On la retrouve, par exemple, dans l’enseignement où l’on “sensibilise” dès le plus jeune âge les enfants à l’esprit d’entreprise (j’ai personnellement été confronté au fameux Boule et Bill créent une entreprise à la fin de mes primaires), les cours d’histoire se contentent souvent de reprendre la version “officielle” dont on sait pourtant qu’elle est écrite par le vainqueur à son avantage; et combien d’heures sont consacrées à développer l’esprit critique des élèves?
L’enseignement constitue un endoctrinement nécessaire pour que l’individu évite de se poser trop de questions quant à son rôle d’exécutant dans le système ((et cela, nonobstant le fait évident que le système éducatif sert bien évidemment aussi à reproduire les inégalités sociales)).
On peut également trouver des exemples cette propagande dans la publicité. L’idée est de maintenir l’image de certaines classes d’individus dans des carcans stéréotypés afin qu’ils acceptent, par la répétition propre à la publicité, cette image d’eux-mêmes. L’exemple le plus évident est bien sûr celui de l’image de la femme mais ce n’est pas le seul ((j’avais déjà relevé ici le cas de la campagne contre la contrefaçon.)).
Mais l’exemple le plus frappant de cette propagande se retrouve naturellement dans les médias. Il suffit d’ouvrir n’importe quel “grand” journal, d’allumer sa télévision ou d’écouter une radio à diffusion nationale pour en avoir de nombreux exemples.
Par le jeu des concentrations de capital, la plupart des grands médias appartiennent ou sont dépendant (par les participations au capital ou la publicité) de grands groupes ((Ce n’est pas par hasard qu’un journal comme le Plan B parle de Parti de la Presse et de l’Argent (PPA).))
Le résultat en est que les journalistes intériorisent les priorités de la classe dominante ((à tel point que pour certains d’entre-eux, il est impossible d’être journaliste et communiste à la fois)), de sorte qu’il est quasi exceptionnel qu’un patron doive censurer l’un de ses journalistes ((exceptionnel mais pas impossible, il suffit de consulter, par exemple, le numéro des Dossiers du Canard consacré à la censure justemment)).
Petit à petit, les journalistes se retrouvent, souvent à leur insu, être les serviteurs des puissants en maintenant le champ du débat dans un cadre strict ((mais qui n’exclut pas la critique aux marges du système. Critique marginale qui permet alors d’affirmer la nature “libre” du système sans jamais réellement le remettre en cause.)) qui est justement celui voulu par leurs maîtres et en établissant ainsi une orthodoxie en-dehors de laquelle il est quasi-impossible de s’exprimer dans un média de masse.
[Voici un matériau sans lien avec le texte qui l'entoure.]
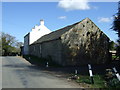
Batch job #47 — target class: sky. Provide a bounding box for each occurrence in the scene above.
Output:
[2,0,118,42]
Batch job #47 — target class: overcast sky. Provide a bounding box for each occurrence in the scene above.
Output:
[2,0,118,42]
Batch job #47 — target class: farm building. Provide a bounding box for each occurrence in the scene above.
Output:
[29,18,109,66]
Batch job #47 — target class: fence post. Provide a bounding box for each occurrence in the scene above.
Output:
[113,67,120,81]
[75,70,78,76]
[88,64,94,84]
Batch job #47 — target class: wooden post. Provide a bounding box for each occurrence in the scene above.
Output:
[46,62,48,67]
[113,67,120,81]
[75,70,78,76]
[88,64,94,84]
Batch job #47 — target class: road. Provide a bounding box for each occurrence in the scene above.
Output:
[2,56,79,88]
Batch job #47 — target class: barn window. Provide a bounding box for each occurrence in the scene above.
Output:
[87,32,90,36]
[83,25,85,27]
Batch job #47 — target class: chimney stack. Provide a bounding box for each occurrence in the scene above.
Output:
[40,19,44,25]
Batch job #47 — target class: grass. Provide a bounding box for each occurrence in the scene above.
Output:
[23,55,61,67]
[76,75,106,88]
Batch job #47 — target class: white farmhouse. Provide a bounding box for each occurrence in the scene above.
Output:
[24,20,51,55]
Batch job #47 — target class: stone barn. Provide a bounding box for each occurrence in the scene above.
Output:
[30,18,109,66]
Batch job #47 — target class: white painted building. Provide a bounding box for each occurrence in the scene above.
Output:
[24,20,51,55]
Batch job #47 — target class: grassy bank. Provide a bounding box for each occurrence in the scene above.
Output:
[23,55,61,67]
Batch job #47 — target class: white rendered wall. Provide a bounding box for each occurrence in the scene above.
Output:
[29,20,51,44]
[24,34,29,55]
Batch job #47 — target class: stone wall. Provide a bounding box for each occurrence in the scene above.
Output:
[61,19,109,65]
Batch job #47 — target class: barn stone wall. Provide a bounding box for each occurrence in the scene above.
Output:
[30,39,63,65]
[61,19,109,65]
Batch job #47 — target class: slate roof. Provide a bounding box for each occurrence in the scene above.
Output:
[33,19,85,44]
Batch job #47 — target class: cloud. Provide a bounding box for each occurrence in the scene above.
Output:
[98,17,112,22]
[58,16,67,19]
[58,0,90,11]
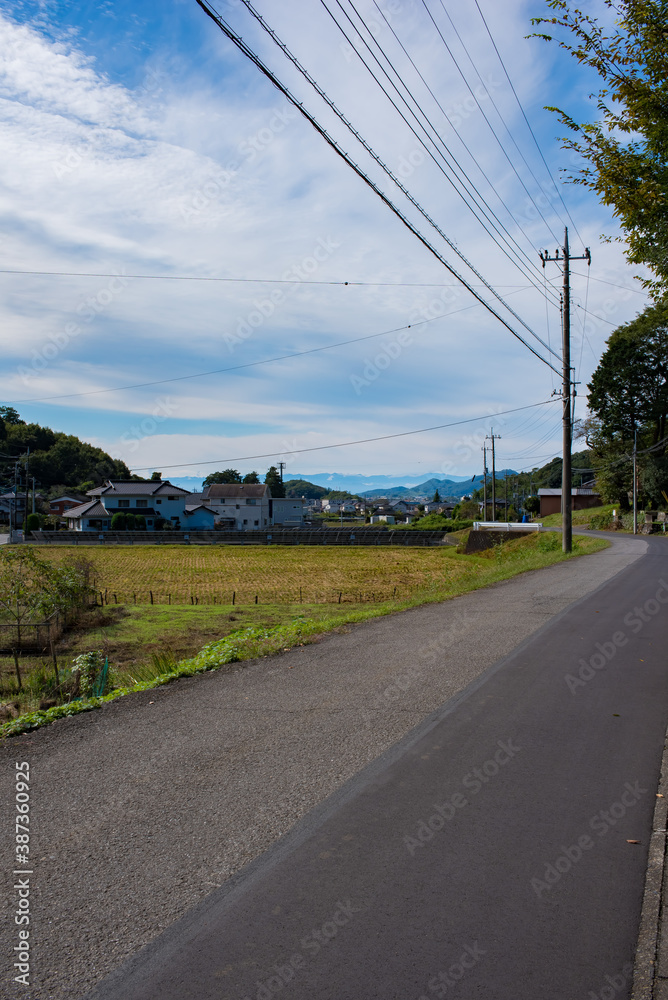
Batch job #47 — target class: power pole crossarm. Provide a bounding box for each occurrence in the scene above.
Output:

Par ailleurs, les journalistes participent pleinement à la création des mythes de la “réussite” en reprenant sans sourciller les histoires (storytelling) qui leurs sont servies par leurs maîtres, présentant ainsi des “solutions” individuelles plutôt que collectives.
Le résultat de ce matraquage permanent est évident. En nous maintenant divisés, en formattant nos désirs et nos modes de pensée, la classe dominante peut facilement augmenter sa part du gâteau en poursuivant une guerre de classe d’autant plus impitoyable que par son contrôle des médias, elle nous maintient dans l’ignorance de cette lutte.
Que faire alors? Comment réagir?
Il ne tient qu’à chacun d’entre-nous de faire preuve de curiosité, d’esprit critique. De remettre en cause les vérités établies, de s’interroger sur d’éventuelles motivations cachées, de chercher des sources d’informations alternatives, de discuter autour de nous et de prendre conscience que la plupart de nos problèmes sont communs et que pour y apporter une solution, elle devra être collective et non individuelle.